I read comics as a kid, titles from the States mostly.  Marvel.  Lots of X titles. I was a bit of an outsider, and to quote Liz Lemon: “Rejection from society is what created The X-Men.”

The comic book bubble that swelled up in the early/mid 90s isn’t really remembered as a golden era.  I got into the X-men right after Claremont, so maybe that’s weird timing. 

There was a lot of hype, books with holograms on the cover, Superman “died”.  I didn’t even read Superman, and had a funny chip on my shoulder about any DC titles save for Batman, but I ate it up just the same.  I would buy one to read and one to keep in the original poly-bag, archived in those long white boxes.  It’s what everyone did?

Though my comic collection never funded anything spectacular, I still maintain that there was some great writing then, some good art too.  Some of those big swelling stories, spanning titles, months and months - some of them were worth the hype. 

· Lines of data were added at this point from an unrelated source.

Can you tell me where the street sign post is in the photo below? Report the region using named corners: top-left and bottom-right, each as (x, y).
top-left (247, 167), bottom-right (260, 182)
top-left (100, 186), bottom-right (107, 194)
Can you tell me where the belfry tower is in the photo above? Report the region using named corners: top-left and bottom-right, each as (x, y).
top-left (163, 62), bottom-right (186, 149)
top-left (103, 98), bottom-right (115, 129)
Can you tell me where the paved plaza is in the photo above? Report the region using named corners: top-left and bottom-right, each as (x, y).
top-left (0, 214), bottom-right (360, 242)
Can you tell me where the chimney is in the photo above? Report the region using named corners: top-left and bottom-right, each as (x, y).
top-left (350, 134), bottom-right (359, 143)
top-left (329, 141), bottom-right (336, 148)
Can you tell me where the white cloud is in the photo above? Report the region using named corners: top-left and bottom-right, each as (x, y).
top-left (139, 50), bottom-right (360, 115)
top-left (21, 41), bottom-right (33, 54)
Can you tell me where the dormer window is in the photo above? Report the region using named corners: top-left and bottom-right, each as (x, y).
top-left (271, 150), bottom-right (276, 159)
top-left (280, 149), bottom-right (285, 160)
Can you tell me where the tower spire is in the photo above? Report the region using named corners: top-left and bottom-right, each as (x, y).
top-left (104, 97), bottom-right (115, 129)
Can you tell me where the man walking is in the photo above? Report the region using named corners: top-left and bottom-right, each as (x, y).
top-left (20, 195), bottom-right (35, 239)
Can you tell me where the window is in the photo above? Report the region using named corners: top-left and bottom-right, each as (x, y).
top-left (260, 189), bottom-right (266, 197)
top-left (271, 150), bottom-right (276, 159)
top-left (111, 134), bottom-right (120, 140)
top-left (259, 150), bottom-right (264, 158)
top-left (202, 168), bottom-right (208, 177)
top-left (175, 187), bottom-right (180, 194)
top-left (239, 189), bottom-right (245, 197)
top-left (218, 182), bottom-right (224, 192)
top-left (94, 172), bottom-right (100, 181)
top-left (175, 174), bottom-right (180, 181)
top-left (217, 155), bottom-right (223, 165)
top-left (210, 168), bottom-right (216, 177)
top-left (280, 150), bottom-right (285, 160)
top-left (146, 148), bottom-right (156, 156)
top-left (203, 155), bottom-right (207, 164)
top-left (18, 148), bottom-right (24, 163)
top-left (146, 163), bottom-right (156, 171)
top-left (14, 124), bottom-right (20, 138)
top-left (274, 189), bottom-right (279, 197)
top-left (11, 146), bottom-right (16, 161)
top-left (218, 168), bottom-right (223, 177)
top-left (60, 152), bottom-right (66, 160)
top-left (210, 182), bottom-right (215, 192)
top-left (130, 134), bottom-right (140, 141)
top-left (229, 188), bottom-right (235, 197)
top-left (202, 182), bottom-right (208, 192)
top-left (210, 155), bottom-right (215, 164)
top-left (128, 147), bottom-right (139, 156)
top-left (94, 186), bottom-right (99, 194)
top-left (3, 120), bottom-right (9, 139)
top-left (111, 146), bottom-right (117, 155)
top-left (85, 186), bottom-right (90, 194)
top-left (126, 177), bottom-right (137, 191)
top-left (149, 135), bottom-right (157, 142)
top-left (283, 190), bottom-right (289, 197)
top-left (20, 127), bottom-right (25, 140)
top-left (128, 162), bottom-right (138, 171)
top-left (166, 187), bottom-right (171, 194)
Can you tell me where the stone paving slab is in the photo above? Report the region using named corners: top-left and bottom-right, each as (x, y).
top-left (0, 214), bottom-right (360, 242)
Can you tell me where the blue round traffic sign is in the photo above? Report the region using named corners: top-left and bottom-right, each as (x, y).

I had a box at Comically Speaking, and never saw all that many other girls there.  I felt sort of special in the scene at my comic book store - an outsider there too.  I dug the chicks in my comics, though never aspired much to be a comic heroine myself.  I loved participating in the X-universe; there was a place for me as a young female reader in the fandom - but I felt pushed away as well.  All of the characters I felt closest to: Storm, Jean Grey, Karma; their bodies were fascinating, unrelatable, sometimes terrifying.  I read the strange bodies of my preferred heroines like some kind of warning, I knew that something was amiss. 

Though I could never totally reconcile the physicality of women in comics, I was pretty jazzed about the hints of sex that crept up.  I liked knowing that my heroes boned down sometimes, or even the suggestion that they did.  I once connected with a male friend that a single panel of an X-comic - revealing the silhouette of a bare breast brushing against a man’s chest - had an impact, not insignificant, on both of our early ideas about sex.  Probably we both just thought it was hot, and were a little surprised to see it there, bare and obscured.

So I read comics a kid, and haven’t been very hip to a lot of recent mainstream work, and I never got into Manga at all.  I was reading the Times today, and I can’t even begin to place what it would be to transplant my experience as a young female comic reader to Japan.  I wonder what warnings might register.